The Red Foxes often had four freshmen on the floor at the same time Saturday. One was Ryan Funk, who played for Clarence High before spending a year at St. Thomas More Prep. He scored 15 points and grabbed six rebounds in 31 minutes. Marist stayed in the game before Canisius pulled away with a 19-4 outburst.
“It’s a tough league,” Baron said. “I’m telling you. There ain’t any easy teams in this league.”
And that’s something to keep in mind.
Canisius can surprise teams in the MAAC tourney, but it means sustaining better play over longer stretches. They have had games in which they cranked up their offense and played terrible defense, games in which they competed defensively and couldn’t put the ball in the ocean.

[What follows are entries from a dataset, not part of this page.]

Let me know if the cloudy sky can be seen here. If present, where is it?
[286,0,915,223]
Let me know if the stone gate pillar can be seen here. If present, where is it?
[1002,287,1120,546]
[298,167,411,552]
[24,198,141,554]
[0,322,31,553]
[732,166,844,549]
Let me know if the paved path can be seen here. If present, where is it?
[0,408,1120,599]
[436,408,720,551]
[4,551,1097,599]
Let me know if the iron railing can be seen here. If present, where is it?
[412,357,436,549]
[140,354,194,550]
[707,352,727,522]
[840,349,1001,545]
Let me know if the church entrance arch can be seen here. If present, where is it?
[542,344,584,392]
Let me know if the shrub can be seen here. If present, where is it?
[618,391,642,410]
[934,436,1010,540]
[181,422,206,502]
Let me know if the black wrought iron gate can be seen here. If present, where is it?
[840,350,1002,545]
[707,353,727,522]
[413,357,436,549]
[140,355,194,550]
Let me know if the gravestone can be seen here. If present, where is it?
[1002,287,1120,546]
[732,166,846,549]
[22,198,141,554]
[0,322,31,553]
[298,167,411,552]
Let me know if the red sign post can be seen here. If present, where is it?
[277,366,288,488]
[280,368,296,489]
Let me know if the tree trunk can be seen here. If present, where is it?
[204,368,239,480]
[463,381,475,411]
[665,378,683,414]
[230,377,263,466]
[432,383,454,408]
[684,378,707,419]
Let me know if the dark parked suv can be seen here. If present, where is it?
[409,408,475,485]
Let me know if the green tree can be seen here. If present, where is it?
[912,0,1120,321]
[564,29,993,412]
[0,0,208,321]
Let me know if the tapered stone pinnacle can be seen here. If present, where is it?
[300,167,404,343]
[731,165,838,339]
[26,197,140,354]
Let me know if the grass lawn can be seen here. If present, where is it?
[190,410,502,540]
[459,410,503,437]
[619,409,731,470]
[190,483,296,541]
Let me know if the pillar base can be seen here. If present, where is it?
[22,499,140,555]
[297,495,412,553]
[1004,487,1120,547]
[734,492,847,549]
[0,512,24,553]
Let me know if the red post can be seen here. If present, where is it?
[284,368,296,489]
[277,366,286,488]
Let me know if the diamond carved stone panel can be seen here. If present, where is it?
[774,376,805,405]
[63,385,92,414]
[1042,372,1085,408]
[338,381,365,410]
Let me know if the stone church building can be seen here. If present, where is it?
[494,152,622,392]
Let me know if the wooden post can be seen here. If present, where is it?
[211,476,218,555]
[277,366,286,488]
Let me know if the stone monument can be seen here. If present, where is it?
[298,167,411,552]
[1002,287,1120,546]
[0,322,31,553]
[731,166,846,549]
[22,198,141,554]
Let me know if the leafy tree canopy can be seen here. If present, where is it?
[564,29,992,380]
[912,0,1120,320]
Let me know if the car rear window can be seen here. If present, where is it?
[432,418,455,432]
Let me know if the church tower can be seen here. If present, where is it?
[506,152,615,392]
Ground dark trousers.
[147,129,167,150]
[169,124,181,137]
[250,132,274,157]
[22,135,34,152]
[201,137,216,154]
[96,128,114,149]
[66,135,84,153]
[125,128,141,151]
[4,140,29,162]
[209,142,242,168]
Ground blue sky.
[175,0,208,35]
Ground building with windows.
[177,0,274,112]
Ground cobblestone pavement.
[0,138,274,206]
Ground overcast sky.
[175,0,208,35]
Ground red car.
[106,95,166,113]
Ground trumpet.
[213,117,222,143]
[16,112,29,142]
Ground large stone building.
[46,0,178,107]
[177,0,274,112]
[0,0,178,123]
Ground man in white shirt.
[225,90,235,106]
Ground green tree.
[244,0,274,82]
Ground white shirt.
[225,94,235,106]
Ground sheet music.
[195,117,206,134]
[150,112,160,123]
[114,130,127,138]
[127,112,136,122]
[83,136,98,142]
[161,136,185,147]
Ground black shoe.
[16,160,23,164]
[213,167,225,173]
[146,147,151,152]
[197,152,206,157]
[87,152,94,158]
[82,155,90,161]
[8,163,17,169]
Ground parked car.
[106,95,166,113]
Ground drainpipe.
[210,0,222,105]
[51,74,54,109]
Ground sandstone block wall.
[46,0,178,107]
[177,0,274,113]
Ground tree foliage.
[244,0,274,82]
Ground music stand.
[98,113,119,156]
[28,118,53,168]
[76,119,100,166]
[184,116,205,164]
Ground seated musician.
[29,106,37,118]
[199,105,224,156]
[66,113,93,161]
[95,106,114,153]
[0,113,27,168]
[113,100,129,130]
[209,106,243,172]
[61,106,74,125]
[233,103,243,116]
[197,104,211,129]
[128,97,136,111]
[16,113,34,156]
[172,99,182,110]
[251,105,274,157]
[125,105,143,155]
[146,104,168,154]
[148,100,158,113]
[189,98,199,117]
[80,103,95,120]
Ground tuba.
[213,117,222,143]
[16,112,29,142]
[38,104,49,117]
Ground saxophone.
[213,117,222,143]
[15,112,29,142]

Baron has had the pulse of his team all season. He has implored his players to get better in practice. He insists they don’t look past an opponent. But he also has been around long enough to see the bigger picture. If the Griffs keep fighting, keep scrapping, keep competing, anything can happen.
That’s what junkyard dogs do.
“We know what we have to do,” McMillan said. “We learned a lot through the season through the ups and downs. We have to keep pushing each other, communicating and finish the season strong. First things first, Niagara on Thursday.”